Saturation-Recovery Myocardial T 1 -Mapping during Systole: Accurate and Robust Quantification in the Presence of Arrhythmia
2018
Myocardial T1-mapping, a cardiac magnetic resonance imaging technique, facilitates a quantitative measure of fibrosis which is linked to numerous cardiovascular symptoms. To overcome the problems of common techniques, including lack of accuracy and robustness against partial-voluming and heart-rate variability, we introduce a systolic saturation-recovery T1-mapping method. The Saturation-Pulse Prepared Heart-rate independent Inversion-Recovery (SAPPHIRE) T1-mapping method was modified to enable imaging during systole. Phantom measurements were used to evaluate the insensitivity of systolic T1-mapping towards heart-rate variability. In-vivo feasibility and accuracy were demonstrated in ten healthy volunteers with native and post-contrast T1-mappping during systole and diastole. To show benefits in the presence of RR-variability, six arrhythmic patients underwent native T1-mapping. Resulting systolic SAPPHIRE T1-values showed no dependence on arrhythmia in phantom (CoV < 1%). In-vivo, significantly lower T1 (1563 ± 56 ms, precision: 84.8 ms) and ECV-values (0.20 ± 0.03) than during diastole (T1 = 1580 ± 62 ms, p = 0.0124; precision: 60.2 ms, p = 0.03; ECV = 0.21 ± 0.03, p = 0.0098) were measured, with a strong correlation of systolic and diastolic T1 (r = 0.89).
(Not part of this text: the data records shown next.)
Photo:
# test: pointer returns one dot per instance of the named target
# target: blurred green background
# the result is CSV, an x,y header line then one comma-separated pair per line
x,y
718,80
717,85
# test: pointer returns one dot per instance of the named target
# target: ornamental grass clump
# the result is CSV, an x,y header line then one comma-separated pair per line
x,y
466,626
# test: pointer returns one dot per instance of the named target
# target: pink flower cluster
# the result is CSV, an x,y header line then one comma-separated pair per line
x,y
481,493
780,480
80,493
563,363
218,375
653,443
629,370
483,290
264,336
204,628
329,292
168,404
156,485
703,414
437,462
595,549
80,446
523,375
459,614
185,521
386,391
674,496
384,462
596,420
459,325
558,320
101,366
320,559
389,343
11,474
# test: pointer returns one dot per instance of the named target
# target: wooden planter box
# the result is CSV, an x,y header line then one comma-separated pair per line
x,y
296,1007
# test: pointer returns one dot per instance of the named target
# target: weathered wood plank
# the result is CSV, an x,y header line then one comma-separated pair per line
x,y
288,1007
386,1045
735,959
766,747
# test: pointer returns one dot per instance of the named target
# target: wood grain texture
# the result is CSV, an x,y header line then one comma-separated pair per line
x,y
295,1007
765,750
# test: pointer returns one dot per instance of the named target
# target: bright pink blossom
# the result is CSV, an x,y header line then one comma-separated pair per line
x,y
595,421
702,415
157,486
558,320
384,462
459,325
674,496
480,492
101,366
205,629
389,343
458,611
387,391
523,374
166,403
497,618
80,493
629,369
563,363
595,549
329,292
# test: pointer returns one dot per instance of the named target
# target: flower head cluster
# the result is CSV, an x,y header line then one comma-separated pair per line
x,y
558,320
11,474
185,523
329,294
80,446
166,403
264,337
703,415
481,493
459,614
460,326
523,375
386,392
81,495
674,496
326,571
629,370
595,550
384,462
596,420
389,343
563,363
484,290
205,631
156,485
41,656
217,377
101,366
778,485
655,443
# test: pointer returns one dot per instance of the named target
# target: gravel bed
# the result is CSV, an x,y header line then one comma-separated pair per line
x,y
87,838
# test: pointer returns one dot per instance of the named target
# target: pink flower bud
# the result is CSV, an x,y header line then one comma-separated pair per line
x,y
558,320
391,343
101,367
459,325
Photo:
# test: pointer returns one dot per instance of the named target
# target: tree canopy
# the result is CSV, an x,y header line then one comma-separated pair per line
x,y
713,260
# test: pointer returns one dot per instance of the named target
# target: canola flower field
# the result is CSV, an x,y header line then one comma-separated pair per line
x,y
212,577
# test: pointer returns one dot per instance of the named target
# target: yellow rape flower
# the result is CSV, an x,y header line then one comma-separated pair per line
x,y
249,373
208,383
In patients, mis-triggering-induced motion caused significant imaging artifacts in diastolic T1-maps, whereas systolic T1-maps displayed resilience to arrythmia. In conclusion, the proposed method enables saturation-recovery T1-mapping during systole, providing increased robustness against partial-voluming compared to diastolic imaging, for the benefit of T1-measurements in arrhythmic patients.